Lógico que cada caso é um caso – há montadores que lêem roteiro e até alguns que acompanham as filmagens. O importante é sempre lembrar que o montador pode representar um olhar com distanciamento e criatividade, e que isso pode acrescentar muito ao filme.

O material que chega às mãos do montador, no início de seu trabalho, vem todo bagunçado (os filmes não são filmados na ordem que a história é contada no roteiro). Além disso, é comum existirem várias opções filmadas de um mesmo plano: algumas que deram certo, outras que deram errado.

A partir daqui, o montador, algumas vezes acompanhado do diretor, algumas vezes sozinho, começa a escolher o que há de melhor, separar e colocar tudo na ordem, para construir a narrativa. Para selecionar os melhores planos, o montador costuma levar em conta: enquadramento mais bem feito, tempo mais apropriado, ritmo e atuação mais convincentes dos atores. É como fazer uma escultura numa pedra de mármore: é preciso tirar o excesso de pedra, senão a escultura nunca aparece.
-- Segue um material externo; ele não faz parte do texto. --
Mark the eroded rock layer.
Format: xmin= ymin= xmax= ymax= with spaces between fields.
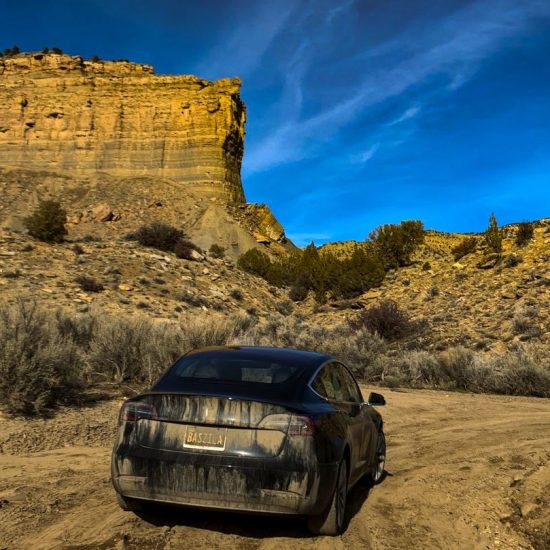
xmin=0 ymin=54 xmax=246 ymax=203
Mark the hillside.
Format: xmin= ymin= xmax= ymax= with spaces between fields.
xmin=321 ymin=223 xmax=550 ymax=351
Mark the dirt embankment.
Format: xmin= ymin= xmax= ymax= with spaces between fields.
xmin=0 ymin=390 xmax=550 ymax=550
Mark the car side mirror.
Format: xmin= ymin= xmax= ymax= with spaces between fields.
xmin=367 ymin=392 xmax=386 ymax=407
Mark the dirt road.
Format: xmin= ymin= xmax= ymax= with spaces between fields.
xmin=0 ymin=390 xmax=550 ymax=550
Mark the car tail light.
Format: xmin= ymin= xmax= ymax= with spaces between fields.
xmin=258 ymin=414 xmax=291 ymax=433
xmin=119 ymin=401 xmax=158 ymax=422
xmin=288 ymin=416 xmax=315 ymax=435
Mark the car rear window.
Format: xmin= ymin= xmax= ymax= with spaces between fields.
xmin=166 ymin=356 xmax=302 ymax=384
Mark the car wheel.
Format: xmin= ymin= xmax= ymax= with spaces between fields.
xmin=308 ymin=460 xmax=348 ymax=536
xmin=371 ymin=431 xmax=386 ymax=485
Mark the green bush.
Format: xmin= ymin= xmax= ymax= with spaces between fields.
xmin=350 ymin=300 xmax=414 ymax=340
xmin=516 ymin=222 xmax=535 ymax=246
xmin=0 ymin=302 xmax=84 ymax=415
xmin=174 ymin=239 xmax=202 ymax=260
xmin=288 ymin=284 xmax=309 ymax=302
xmin=368 ymin=220 xmax=424 ymax=269
xmin=135 ymin=222 xmax=185 ymax=252
xmin=237 ymin=243 xmax=385 ymax=303
xmin=485 ymin=214 xmax=503 ymax=254
xmin=208 ymin=243 xmax=229 ymax=258
xmin=451 ymin=237 xmax=477 ymax=262
xmin=75 ymin=275 xmax=105 ymax=292
xmin=229 ymin=288 xmax=244 ymax=302
xmin=24 ymin=200 xmax=67 ymax=243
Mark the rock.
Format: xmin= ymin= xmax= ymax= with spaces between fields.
xmin=0 ymin=54 xmax=247 ymax=205
xmin=91 ymin=203 xmax=114 ymax=222
xmin=510 ymin=476 xmax=523 ymax=487
xmin=476 ymin=254 xmax=500 ymax=269
xmin=190 ymin=250 xmax=204 ymax=262
xmin=118 ymin=283 xmax=134 ymax=292
xmin=520 ymin=502 xmax=538 ymax=518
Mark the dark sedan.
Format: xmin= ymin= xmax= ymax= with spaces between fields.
xmin=112 ymin=347 xmax=386 ymax=535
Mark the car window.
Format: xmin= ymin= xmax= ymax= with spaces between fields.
xmin=338 ymin=364 xmax=363 ymax=403
xmin=311 ymin=365 xmax=336 ymax=400
xmin=175 ymin=356 xmax=299 ymax=384
xmin=311 ymin=363 xmax=355 ymax=401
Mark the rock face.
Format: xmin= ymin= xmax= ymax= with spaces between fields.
xmin=0 ymin=54 xmax=246 ymax=204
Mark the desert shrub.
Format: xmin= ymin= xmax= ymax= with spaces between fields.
xmin=516 ymin=222 xmax=535 ymax=246
xmin=439 ymin=346 xmax=475 ymax=390
xmin=54 ymin=310 xmax=98 ymax=351
xmin=451 ymin=237 xmax=477 ymax=262
xmin=368 ymin=220 xmax=424 ymax=269
xmin=179 ymin=316 xmax=236 ymax=353
xmin=176 ymin=289 xmax=210 ymax=307
xmin=134 ymin=222 xmax=184 ymax=252
xmin=0 ymin=302 xmax=83 ymax=415
xmin=502 ymin=254 xmax=523 ymax=267
xmin=208 ymin=243 xmax=229 ymax=258
xmin=485 ymin=214 xmax=503 ymax=254
xmin=350 ymin=300 xmax=414 ymax=340
xmin=174 ymin=239 xmax=201 ymax=260
xmin=275 ymin=300 xmax=294 ymax=315
xmin=229 ymin=288 xmax=244 ymax=302
xmin=288 ymin=284 xmax=309 ymax=302
xmin=24 ymin=200 xmax=67 ymax=243
xmin=88 ymin=316 xmax=183 ymax=384
xmin=75 ymin=275 xmax=105 ymax=292
xmin=237 ymin=248 xmax=271 ymax=280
Depois de selecionado o melhor material e retirado o excesso, o montador costuma fazer o que chama de “corte largo”, contando a história num filme longo, ainda com algumas gordurinhas. O corte largo dá ao montador uma visão periférica do filme, abrindo seus horizontes para novos cortes e novas maneiras de contar a história. Depois de dezenas de alterações, esse corte largo vai diminuindo, diminuindo, até gerar o corte final do filme, sempre sob a supervisão do diretor.

O processo de montagem está longe de ser estanque ou de ter uma fórmula predeterminada. Hoje em dia, com a possibilidade de montar um filme em incríveis programas de computador, é muito mais simples fazer e desfazer, inventar uma narrativa e desinventar, colocar planos, tirar planos e criar efeitos.

Enfim, o computador ajuda muito. Mas não faz nada sozinho. Uma boa montagem ainda depende da sensibilidade, da boa formação e do olhar humano, ritmado e criativo do montador.